No podía negarse lo legítimo de algunas de estas preocupaciones, entre las que destacaban el riesgo de que la radiación provocara mutaciones que aumentaran la peligrosidad de los agentes patógenos, matara a las bacterias presentes en la putrefacción de la comida que nos advierten de cuando un alimento no está en buen estado, o afectara a los nutrientes. Las investigaciones realizadas por la FDA desestimaron todos estos casos: la radiación reduce la cantidad de microbios por debajo de los niveles detectables y se ha comprobado que los que sobreviven tienden a ser menos resistentes al calor, por lo que terminan de desaparecer durante el proceso de cocinado; también se demostró que el proceso no afectaba a la actividad de las bacterias de putrefacción. En cambio, sí se detectaron, en el caso del vacuno irradiado, descensos en el nivel de vitamina B1, pero la cantidad inicial de esta vitamina en la carne es tan reducida que este descenso no afecta a la salud del consumidor.

Etiquetado

En cuanto al etiquetado, éste debe figurar, según las normas establecidas por el Codex, cerca del nombre del alimento, advirtiendo de que ha sido tratado con radiación ionizante. El símbolo que lo indica se conoce como Radura y fue creado en los Países Bajos a finales de la década de 1960. Debe estar presente también al lado del nombre de todos los alimentos elaborados que contengan más de un 5 % de un ingrediente que haya sido irradiado, que además deberá figurar como tal en la lista de ingredientes.
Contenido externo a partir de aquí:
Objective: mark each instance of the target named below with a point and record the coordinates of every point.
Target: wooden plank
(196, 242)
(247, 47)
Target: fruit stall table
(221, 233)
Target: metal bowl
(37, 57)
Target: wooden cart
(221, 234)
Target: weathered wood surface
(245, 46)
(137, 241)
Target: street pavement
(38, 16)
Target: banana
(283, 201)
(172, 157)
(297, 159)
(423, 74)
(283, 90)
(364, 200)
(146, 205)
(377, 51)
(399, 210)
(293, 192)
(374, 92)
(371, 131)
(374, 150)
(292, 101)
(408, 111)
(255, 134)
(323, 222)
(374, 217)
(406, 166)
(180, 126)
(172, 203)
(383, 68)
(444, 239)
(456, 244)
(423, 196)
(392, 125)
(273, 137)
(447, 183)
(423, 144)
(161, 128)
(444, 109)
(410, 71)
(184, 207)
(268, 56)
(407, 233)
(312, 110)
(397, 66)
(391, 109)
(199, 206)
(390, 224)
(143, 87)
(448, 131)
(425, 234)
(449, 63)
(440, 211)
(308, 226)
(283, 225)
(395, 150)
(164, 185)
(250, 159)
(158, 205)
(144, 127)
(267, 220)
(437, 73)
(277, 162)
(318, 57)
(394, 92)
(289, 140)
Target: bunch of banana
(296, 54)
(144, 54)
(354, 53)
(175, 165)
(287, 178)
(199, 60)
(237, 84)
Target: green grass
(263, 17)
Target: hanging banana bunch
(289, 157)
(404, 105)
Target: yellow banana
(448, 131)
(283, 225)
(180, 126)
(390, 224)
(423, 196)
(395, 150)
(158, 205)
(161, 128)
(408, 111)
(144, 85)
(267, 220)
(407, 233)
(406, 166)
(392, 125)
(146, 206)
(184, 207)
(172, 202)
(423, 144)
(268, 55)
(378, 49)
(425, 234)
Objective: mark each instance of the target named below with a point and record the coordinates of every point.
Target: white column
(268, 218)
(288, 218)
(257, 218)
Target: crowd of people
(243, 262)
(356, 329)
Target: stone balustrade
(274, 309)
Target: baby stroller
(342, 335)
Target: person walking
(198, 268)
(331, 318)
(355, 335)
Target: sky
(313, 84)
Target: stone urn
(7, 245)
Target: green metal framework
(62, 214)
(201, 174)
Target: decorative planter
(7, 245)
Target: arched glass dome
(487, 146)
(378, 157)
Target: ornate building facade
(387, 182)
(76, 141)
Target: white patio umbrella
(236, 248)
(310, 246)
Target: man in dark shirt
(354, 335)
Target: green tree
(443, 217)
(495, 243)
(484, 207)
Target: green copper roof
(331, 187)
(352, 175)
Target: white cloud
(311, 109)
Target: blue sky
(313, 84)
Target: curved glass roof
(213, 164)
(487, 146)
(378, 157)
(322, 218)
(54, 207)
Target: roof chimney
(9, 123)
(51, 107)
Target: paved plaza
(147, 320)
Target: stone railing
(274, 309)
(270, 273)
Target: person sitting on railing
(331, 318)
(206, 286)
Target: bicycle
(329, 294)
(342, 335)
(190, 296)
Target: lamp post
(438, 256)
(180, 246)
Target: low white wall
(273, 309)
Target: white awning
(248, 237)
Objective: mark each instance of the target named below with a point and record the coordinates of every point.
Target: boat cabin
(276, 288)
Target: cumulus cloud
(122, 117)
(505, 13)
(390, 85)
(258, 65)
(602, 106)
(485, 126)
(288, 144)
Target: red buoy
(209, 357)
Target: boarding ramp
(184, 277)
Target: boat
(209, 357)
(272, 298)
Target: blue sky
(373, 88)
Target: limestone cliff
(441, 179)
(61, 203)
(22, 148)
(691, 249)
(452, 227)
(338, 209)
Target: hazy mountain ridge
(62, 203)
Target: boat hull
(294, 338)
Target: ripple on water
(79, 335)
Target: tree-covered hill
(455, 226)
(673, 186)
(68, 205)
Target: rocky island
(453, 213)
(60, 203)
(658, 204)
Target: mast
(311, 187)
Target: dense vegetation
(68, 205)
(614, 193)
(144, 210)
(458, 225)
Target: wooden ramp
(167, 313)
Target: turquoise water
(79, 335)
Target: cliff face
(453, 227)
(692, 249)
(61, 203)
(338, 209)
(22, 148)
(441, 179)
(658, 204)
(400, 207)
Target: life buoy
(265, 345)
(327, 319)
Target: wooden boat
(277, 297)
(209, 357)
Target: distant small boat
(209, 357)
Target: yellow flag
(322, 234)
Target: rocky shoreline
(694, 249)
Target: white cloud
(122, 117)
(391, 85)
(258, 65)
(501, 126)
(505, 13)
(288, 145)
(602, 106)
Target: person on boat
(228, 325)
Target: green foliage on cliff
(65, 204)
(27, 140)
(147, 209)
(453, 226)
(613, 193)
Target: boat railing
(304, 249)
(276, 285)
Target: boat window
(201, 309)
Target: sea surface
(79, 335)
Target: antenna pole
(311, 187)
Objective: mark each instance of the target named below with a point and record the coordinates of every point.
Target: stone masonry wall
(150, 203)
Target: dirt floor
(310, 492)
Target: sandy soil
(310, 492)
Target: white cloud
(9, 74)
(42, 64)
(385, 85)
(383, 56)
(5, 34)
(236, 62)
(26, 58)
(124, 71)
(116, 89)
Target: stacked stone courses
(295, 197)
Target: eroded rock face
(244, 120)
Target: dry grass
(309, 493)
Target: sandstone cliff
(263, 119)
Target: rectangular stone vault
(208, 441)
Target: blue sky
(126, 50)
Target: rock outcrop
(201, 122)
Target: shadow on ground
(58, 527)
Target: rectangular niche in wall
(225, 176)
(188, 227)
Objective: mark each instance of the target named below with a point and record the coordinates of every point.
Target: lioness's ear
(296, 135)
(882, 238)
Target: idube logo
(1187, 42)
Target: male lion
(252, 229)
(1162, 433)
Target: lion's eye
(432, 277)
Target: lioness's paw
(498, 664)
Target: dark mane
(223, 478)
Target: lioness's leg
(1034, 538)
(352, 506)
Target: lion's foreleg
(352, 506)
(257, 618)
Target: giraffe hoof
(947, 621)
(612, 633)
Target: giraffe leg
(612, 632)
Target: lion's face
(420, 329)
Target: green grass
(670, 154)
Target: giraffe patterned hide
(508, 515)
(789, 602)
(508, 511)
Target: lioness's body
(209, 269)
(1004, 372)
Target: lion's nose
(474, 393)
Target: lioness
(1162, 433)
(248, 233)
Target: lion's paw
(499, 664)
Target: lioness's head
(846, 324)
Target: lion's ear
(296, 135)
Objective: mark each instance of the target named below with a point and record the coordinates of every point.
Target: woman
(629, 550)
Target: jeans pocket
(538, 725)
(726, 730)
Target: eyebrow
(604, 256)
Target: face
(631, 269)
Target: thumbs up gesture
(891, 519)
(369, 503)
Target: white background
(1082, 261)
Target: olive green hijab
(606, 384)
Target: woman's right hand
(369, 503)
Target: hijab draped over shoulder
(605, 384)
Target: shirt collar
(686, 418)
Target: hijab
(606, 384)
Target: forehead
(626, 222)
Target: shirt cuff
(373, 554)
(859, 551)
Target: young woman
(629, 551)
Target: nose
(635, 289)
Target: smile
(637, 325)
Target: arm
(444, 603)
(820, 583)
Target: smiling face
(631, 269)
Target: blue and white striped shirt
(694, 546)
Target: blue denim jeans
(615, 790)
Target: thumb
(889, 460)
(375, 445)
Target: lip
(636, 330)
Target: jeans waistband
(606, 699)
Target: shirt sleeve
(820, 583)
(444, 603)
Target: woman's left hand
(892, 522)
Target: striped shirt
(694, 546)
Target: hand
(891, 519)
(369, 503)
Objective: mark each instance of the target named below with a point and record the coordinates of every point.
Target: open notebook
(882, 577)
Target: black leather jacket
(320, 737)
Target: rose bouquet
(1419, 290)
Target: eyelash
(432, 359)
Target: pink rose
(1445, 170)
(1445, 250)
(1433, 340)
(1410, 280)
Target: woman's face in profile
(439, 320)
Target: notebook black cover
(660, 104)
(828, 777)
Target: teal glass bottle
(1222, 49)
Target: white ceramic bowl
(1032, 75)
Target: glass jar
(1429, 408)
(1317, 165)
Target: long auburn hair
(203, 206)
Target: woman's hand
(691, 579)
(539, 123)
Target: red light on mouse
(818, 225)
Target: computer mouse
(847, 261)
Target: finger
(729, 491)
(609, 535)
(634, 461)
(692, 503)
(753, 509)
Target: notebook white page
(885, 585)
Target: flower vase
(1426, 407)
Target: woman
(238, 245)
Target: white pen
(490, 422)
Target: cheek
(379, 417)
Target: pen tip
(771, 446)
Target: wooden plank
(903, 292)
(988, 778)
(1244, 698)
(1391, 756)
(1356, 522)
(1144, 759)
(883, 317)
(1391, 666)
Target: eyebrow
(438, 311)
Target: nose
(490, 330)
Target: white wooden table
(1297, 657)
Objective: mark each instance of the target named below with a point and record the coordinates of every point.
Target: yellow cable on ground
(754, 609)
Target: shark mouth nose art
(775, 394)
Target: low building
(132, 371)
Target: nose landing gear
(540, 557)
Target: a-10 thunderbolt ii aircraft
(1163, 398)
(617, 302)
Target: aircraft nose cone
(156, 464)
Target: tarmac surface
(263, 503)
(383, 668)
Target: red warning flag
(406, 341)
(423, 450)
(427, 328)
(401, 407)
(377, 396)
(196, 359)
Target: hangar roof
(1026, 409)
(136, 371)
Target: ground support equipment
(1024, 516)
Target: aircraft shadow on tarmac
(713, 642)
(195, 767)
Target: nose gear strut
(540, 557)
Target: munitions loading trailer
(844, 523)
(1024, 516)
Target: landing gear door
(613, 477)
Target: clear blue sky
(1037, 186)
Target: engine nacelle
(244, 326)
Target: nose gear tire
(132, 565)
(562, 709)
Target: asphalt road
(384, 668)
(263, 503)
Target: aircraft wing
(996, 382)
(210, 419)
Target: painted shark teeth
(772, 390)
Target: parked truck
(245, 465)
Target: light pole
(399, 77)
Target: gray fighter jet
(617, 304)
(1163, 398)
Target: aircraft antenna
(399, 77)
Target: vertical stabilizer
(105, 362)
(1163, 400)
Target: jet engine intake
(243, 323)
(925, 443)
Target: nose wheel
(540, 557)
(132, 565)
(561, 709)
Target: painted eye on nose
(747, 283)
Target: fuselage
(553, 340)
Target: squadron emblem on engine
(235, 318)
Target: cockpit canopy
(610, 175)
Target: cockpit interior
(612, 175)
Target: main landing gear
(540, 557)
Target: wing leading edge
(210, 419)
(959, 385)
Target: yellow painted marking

Pero no veremos de momento demasiadas de esas etiquetas en los supermercados españoles. Por un lado, Europa es el continente que más tarde ha llegado a la irradiación, y sus cifras palidecen comparadas con las de países punteros, como Estados Unidos. Según el informe de la Comisión Europea sobre alimentos e ingredientes tratados con radiaciones ionizantes, de 2015 —el más reciente de que se dispone—, en Europa se irradiaron 5.685,9 toneladas, un 5,7 % de las cuales lo hicieron en las tres instalaciones autorizadas que hay en España. La producción española de alimentos irradiados se limitó a hierbas aromáticas, especias y condimentos vegetales secos. Estos son los únicos productos que están autorizados a nivel de la Unión Europea, aunque cada país puede ampliar la lista con los que considere más oportunos. Por ejemplo, Bélgica, el país más activo en irradiación, con un 68,8 % del total europeo, incluye también gambas congeladas, peladas o decapitadas; aves de corral y las inevitables ancas de rana, que por su parte acaparan la totalidad de la comida irradiada en Francia. Por su parte, la FDA ha aprobado en Estados Unidos la irradiación de carne de vacuno y cerdo, mariscos y moluscos, frutas y verduras frescas, aves de corral y huevos con cáscara.

Que la comida irradiada ha llegado para quedarse es una evidencia; queda por ver si los países europeos intensificarán su participación en este mercado hasta ponerse a la altura de los más permisivos. Y, considerando los casos, pocos pero llamativos, de alimentos irradiados que se han vendido en España sin la debida etiquetación, queda por asegurar que no vuelvan a producirse excepciones. La irradiación de alimentos es segura, no es perjudicial y se va haciendo cada vez más necesaria, pero, con todo, de acuerdo con los expertos, siempre debe prevalecer el derecho del consumidor a saber con exactitud lo que tiene en su plato.